Unfortunately, this episode is entirely typical of how the Bush administration conducts domestic policy. The default mode for most government functions is total neglect. Except, every so often, a lucky program is plucked from obscurity and held up as a symbol of Bush's devotion to some inspiring and high-minded goal, at which point it is showered with attention and money. Inevitably the fortunate program outlives its public relations utility and slides back into neglect and decay.

Bush's interest in renewable energy seems to have come about as a result of his need to have a dramatic theme for his State of the Union address. Before that, he was not just uninterested but outright contemptuous of the idea. In 2000, when Al Gore proposed tax credits for people who purchased alternative energy sources, Bush used the concept as a punch line. "How many of you own hybrid electric-gasoline engine vehicles?" he would ask audiences to laughter. "How many of you own a rooftop photovoltaic system?"

The same dynamic drove Bush in January 2004 to dramatically embrace the goal of landing astronauts on Mars.
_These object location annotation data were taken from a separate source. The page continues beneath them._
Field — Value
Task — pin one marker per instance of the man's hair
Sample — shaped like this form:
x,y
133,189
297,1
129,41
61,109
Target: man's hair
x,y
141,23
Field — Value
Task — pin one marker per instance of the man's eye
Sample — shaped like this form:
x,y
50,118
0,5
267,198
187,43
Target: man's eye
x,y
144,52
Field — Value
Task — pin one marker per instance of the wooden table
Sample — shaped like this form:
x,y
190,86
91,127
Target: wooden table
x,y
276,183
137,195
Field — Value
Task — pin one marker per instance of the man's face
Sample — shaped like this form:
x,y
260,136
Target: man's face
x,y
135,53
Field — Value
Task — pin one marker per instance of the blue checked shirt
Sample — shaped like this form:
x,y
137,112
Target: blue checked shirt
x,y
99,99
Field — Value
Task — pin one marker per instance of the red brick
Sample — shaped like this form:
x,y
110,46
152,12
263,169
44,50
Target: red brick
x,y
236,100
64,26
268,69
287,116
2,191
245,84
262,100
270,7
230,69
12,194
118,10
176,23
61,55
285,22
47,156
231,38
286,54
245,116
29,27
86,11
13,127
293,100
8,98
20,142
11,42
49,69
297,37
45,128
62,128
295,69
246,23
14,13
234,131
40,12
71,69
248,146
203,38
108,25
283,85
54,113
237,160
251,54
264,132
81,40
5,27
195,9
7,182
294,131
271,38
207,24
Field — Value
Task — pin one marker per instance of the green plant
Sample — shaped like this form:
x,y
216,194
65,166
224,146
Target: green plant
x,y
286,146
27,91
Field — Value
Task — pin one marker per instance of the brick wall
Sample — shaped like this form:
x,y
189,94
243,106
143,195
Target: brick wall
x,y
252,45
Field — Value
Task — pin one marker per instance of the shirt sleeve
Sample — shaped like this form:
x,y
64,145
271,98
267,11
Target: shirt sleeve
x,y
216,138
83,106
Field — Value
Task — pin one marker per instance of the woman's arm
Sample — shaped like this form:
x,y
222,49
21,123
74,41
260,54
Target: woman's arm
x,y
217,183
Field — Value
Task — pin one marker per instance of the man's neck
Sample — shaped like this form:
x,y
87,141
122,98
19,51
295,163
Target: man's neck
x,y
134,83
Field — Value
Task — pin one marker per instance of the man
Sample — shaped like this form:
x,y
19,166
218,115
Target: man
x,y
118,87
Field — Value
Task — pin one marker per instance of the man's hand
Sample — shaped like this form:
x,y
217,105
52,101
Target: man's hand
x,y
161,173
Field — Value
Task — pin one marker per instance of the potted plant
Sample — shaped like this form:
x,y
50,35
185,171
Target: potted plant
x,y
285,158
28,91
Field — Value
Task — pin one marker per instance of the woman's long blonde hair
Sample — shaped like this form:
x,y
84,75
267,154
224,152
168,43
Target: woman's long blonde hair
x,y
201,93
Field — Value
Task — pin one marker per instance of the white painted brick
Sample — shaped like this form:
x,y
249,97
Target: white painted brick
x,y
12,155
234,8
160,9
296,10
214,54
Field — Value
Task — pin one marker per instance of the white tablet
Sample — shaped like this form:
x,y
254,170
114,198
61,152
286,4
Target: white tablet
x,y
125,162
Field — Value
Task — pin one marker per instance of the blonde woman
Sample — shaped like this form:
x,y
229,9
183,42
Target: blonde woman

Bush announced this goal with a soaring burst of Kennedy-esque rhetoric. "We will build new ships to carry man forward into the universe ... and to prepare for new journeys to worlds beyond our own," he said. "We choose to explore space because doing so improves our lives and lifts our national spirit. So let us continue the journey."

Or not. After this dramatic announcement, the administration learned that the Mars trip would be massively expensive and of dubious benefit, and the idea was greeted with skepticism by the GOP base, so it pretty much let the whole thing drop. Whatever. Mars wasn't the point. The point was to give Bush something he could announce to lift our national spirits.